Innovation visioning, assessment, and road mapping: A Constructive Innovation Assessment (CINA) method as the core of the Idealized Innovation Process has been designed to allow for innovation visioning, prototype assessment, and road mapping. CINA aims to reduce the costs of learning during the introduction and dissemination of governance innovations by assessing impacts and identifying stakeholders’ needs and interactions right from the beginning of development. Until the end of the reporting period, visioning workshops for prototype development have been organised in each region. A typical outcome was a common understanding of future development potentials to strengthen cooperation and join forces.

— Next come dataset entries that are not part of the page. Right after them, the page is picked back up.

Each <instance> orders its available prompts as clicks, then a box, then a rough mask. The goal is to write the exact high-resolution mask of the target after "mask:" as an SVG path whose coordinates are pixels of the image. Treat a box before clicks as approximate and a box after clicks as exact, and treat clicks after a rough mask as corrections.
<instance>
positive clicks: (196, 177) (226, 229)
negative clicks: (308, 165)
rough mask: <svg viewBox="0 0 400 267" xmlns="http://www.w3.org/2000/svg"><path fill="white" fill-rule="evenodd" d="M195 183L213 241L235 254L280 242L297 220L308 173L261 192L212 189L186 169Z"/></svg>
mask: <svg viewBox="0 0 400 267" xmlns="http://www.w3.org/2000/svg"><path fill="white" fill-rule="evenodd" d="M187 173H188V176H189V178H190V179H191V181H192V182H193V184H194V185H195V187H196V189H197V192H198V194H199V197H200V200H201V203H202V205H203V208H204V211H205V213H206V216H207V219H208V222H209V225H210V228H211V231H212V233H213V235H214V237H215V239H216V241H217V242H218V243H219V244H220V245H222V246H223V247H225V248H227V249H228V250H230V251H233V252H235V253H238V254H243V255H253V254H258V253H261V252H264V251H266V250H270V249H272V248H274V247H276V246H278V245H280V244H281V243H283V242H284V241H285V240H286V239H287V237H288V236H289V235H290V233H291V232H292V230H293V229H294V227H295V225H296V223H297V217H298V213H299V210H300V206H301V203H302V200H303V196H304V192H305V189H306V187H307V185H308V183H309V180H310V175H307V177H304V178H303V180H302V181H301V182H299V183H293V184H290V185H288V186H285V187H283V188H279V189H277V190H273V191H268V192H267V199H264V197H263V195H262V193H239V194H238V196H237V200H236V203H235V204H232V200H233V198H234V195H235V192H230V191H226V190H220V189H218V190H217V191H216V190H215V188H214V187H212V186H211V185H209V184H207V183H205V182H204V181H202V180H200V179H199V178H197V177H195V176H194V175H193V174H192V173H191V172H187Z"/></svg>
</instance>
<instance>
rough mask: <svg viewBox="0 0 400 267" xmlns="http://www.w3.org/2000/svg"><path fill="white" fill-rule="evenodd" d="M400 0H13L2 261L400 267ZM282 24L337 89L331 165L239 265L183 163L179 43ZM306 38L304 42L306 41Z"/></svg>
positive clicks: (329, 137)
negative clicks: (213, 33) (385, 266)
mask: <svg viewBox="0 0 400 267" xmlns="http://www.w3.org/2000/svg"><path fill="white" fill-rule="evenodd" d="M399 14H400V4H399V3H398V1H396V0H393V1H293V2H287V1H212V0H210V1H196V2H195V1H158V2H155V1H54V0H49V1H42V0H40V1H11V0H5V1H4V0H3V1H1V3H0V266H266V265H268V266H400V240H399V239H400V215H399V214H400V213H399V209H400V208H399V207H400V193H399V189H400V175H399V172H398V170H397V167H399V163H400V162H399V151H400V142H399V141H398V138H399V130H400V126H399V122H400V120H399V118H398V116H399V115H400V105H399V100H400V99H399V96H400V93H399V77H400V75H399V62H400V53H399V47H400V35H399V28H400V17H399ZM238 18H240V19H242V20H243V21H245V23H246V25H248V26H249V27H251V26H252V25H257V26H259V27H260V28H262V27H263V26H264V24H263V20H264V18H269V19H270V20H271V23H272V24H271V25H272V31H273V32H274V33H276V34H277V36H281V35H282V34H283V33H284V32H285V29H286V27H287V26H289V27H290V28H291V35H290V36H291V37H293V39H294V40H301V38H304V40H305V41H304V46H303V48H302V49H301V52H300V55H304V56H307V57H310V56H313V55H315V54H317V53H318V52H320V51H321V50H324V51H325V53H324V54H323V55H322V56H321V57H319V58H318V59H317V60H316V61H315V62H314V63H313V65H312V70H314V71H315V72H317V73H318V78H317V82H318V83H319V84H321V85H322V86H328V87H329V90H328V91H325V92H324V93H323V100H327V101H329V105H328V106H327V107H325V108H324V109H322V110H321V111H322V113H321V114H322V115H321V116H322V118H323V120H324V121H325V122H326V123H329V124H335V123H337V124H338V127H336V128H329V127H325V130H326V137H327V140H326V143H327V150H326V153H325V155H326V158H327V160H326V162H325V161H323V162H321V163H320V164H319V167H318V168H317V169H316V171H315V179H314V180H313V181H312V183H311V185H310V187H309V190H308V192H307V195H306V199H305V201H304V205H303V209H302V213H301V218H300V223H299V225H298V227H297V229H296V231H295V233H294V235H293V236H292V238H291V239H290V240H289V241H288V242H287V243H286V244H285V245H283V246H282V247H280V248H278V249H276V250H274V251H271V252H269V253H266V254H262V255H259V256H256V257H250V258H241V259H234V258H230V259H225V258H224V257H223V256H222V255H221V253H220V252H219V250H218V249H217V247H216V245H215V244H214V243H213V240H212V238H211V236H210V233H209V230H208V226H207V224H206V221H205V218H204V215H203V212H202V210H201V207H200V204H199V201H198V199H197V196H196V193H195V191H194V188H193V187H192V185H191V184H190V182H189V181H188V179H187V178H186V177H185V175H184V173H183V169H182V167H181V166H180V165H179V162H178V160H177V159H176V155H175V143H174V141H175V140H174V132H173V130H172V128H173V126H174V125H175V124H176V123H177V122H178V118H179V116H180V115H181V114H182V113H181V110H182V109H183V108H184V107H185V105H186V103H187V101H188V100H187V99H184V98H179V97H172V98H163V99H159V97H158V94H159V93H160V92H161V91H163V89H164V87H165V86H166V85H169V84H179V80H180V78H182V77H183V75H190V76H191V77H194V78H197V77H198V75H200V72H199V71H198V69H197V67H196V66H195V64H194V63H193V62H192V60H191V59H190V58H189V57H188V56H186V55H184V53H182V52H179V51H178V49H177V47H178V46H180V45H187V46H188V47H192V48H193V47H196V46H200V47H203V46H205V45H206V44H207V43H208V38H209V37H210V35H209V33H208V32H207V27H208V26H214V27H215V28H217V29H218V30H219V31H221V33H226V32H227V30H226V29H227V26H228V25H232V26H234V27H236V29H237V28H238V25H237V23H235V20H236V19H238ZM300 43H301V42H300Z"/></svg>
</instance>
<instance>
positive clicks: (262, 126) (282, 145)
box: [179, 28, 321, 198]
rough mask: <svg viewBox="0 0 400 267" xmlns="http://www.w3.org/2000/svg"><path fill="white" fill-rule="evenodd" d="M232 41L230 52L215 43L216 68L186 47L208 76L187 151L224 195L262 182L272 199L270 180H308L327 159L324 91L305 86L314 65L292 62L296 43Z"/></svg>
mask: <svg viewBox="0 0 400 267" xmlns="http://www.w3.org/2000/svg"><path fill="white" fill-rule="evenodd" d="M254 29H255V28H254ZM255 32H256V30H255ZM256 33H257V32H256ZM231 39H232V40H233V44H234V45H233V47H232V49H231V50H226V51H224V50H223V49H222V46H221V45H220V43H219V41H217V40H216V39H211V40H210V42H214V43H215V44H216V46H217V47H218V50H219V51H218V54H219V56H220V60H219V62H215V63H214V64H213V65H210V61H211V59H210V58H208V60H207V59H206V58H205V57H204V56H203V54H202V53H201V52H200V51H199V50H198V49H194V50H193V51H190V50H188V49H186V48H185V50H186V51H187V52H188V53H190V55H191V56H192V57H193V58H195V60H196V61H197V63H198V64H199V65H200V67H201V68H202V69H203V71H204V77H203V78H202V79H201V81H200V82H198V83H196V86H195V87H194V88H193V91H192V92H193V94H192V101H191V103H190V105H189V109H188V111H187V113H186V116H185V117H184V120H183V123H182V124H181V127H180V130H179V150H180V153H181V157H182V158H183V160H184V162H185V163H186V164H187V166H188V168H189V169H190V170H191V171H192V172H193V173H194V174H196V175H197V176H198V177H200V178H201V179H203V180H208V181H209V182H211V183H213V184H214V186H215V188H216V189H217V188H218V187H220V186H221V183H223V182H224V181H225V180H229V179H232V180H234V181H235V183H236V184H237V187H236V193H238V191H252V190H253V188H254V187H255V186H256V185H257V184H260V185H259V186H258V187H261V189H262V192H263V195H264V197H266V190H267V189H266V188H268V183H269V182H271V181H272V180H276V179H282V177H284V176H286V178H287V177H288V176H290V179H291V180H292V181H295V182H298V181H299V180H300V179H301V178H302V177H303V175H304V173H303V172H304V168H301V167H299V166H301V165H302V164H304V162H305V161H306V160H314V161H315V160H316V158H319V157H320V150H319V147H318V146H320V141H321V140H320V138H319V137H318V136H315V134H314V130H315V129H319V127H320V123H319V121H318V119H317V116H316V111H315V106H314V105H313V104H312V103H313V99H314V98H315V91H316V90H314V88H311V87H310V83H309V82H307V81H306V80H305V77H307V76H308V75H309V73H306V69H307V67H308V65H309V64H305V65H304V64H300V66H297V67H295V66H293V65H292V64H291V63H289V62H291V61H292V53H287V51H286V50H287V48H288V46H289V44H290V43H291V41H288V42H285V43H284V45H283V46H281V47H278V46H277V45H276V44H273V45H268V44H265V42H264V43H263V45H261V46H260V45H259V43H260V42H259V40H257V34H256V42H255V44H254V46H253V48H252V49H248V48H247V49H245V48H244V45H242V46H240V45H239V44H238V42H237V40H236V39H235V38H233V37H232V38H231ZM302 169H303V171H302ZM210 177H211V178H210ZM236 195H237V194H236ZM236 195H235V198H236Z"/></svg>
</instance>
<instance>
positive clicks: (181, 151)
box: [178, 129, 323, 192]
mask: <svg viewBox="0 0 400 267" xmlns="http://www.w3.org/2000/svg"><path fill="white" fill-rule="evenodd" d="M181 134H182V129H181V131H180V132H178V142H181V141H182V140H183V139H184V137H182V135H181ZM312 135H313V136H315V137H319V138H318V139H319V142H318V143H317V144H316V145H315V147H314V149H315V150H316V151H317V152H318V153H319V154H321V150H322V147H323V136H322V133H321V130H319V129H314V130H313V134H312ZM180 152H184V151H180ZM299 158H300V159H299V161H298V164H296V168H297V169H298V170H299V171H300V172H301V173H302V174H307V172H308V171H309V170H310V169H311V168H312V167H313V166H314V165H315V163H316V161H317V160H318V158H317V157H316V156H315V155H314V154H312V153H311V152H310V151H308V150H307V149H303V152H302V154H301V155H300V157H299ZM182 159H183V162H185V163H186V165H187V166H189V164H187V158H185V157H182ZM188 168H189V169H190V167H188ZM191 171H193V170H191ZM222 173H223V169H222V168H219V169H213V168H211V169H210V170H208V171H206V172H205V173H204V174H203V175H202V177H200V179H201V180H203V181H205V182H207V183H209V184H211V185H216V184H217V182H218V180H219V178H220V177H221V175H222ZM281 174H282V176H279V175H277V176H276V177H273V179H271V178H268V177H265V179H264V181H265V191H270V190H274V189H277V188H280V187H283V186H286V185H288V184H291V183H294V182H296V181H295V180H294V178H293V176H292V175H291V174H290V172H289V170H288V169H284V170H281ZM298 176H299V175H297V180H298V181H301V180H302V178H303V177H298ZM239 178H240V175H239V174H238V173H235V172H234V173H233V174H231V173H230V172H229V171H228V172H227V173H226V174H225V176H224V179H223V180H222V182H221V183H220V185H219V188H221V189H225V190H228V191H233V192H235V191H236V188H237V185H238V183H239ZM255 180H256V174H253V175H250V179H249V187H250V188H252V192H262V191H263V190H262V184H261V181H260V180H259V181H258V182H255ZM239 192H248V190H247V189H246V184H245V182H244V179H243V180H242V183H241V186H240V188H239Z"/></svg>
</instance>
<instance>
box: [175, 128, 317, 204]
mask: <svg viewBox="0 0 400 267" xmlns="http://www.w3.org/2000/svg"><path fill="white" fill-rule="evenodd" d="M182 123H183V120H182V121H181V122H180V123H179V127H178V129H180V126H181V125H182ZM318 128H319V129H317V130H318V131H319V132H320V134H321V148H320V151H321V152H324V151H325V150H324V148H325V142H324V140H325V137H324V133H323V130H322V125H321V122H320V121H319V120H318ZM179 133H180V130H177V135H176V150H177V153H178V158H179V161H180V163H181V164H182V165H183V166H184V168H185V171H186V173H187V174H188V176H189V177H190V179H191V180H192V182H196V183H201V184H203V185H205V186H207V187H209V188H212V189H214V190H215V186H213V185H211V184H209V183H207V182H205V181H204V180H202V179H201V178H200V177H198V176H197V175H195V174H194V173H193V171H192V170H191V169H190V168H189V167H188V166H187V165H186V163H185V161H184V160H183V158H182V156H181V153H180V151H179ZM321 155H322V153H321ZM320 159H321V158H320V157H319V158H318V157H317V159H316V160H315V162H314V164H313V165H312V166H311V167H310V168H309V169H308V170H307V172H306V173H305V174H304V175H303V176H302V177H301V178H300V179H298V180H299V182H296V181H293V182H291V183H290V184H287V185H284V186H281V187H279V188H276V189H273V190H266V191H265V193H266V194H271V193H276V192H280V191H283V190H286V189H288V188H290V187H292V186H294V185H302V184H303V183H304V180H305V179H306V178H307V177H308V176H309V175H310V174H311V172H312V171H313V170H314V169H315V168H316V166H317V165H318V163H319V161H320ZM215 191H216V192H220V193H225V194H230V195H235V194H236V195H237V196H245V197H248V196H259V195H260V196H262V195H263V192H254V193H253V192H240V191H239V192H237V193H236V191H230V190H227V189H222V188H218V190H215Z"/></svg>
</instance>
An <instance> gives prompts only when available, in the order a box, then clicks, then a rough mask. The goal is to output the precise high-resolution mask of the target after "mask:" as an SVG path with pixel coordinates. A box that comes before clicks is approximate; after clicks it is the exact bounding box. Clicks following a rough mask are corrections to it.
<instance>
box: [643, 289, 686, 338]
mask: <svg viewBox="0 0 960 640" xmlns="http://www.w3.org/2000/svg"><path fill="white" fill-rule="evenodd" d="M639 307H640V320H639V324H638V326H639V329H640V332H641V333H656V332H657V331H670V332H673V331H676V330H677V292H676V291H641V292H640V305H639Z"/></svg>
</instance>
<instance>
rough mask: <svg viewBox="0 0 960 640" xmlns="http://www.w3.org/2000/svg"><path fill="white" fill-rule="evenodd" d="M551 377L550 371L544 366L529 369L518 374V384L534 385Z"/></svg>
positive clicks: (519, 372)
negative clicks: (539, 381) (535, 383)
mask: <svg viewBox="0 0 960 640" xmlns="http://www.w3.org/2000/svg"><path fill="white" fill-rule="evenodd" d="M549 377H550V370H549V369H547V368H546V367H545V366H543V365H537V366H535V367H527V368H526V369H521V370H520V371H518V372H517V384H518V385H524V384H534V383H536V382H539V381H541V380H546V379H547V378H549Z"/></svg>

Dissemination of innovation potentials: Governance innovations prototypes and the Idealized process serve as showcases in policy, management, and business practice. Dissemination materials in the form of flyers, roll-ups, movies, and blog posts and web info have been disseminated to different forest-related stakeholders.

Final results

By building on a system-based understanding, InnoForESt establishes links between different FES and fostering/constraining socio-ecological and technical context conditions in six innovation regions in Europe that have so far been separately coordinated and analysed. This information forms the basis to match policy and business innovations to ecological context conditions as well as to socio-cultural needs and demands, increasing their acceptance, and making them effective for prospective uses.

The Innovation platforms offer permanent fora for policy integration, coordination, and joint administrative action. Innovation networks will be further extended and enlarged to national and European scope. Triggered by cross-case-study exchanges in dedicated sessions, inter-regional and national exchanges will further flourish. The objective is that innovation networks will sustain after the project lifetime for further innovation activities.

Potentials for the six governance innovations for upscaling and the transfer will be assessed in following CINA activities. The Waldaktie (GER) as well as Biodiversity offsets (FI) seek to extend spatially and in scope. A new project for children education for spiritual and recreational values will soon be launched in Sweden, and value chains in Austria and mountain forestry in Italy need to further improve. Respective policy and business briefs are under development. Additional ways of engaging the private sector through new business models and financing mechanisms will be further initiated.

InnoForESt conceptual-methodological core is a reflexive exploration of the opportunities and challenges for new actor alliances, partnerships as well as financing schemes for FES provision. Participatory assessments and an iterative way of precautionary designing and bringing policy and business innovations into life form the central practical part of the project, for fostering sustainable forest governance in Europe. In particular innovation assessment and road mapping, strategies for dissemination are subject of the remaining 18 months.